ISRAEL FINALLY ADMITTED TO A U.N. REGIONAL GROUP
By Edith M. Lederer
 

THE ASSOCIATED PRESS July 1, 2000 - http://www.seattlep-i.com/national/isra012.shtml UNITED NATIONS-More than 50 years after Israel became a member of the United Nations, it will finally get the chance to be represented on key U.N. bodies in New York.
For Israeli U.N. Ambassador Yehuda Lancry, acceptance into one of the U.N. regional groups that decides on committee memberships marks a turning point in the Jewish state's stormy relationship with the United Nations and an end to decades of isolation.
For U.S. Ambassador Richard Holbrooke, it marks the end to a grave injustice and a victory for the Clinton administration, which decided to publicize a decades-old, behind-the-scenes campaign to find a region that would accept Israel.
Under U.N. rules, regional groups decide who fills the 10 rotating seats on the Security Council and other key U.N. committee assignments.
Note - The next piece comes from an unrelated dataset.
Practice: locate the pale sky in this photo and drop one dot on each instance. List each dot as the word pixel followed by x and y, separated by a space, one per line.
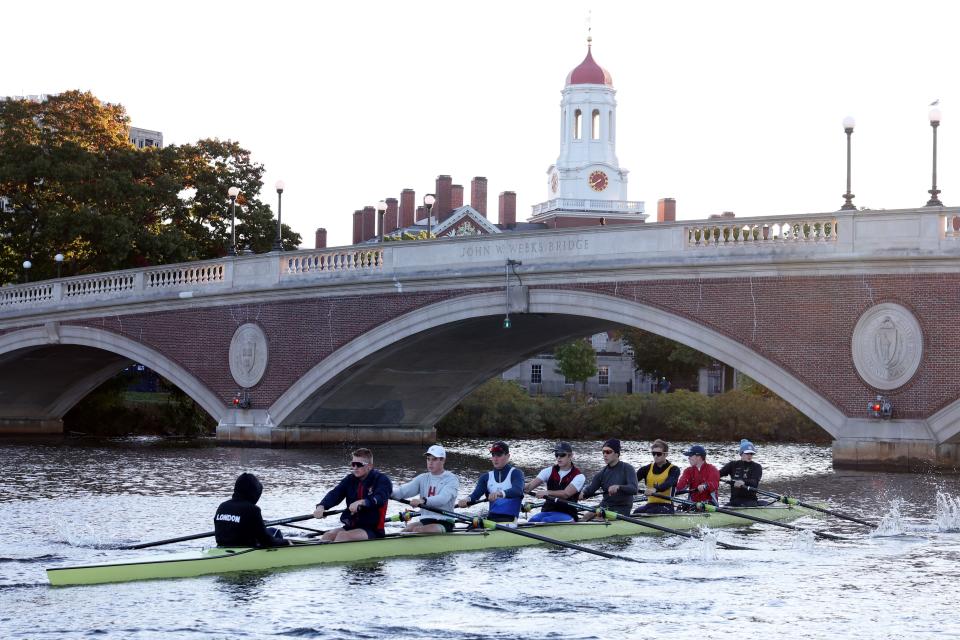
pixel 725 106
Israel was the only U.N. member that was not part of a regional group, because Arab nations have repeatedly blocked its admission to the Asian Group-where it belongs geographically.
Last Friday the U.N. regional group of European, North American and other countries invited Israel to become a temporary member, with some conditions. On Tuesday, Lancry sent a formal letter of acceptance to the Netherlands' U.N. Ambassador Peter van Walsum, who currently heads the West European and Others Group, or WEOG, as it is called.
Why, after years of opposition from several European countries, was Israel finally admitted?
Lancry said Israel started campaigning for membership in WEOG after the 1993 Oslo accords, which laid the groundwork for the current Middle East peace process, but without success.
Soon after Kofi Annan became U.N. secretary-general in January 1997, he raised the issue of Israel's exclusion. On a visit to the Middle East in March 1998, he said, "this anomaly should be corrected" and insisted that the equality of all states be upheld.
Lancry credited Annan's "exceptional courage" and Holbrooke's formidable diplomatic skills in expressing the Clinton administration's determination "to put an end to this longstanding inequity."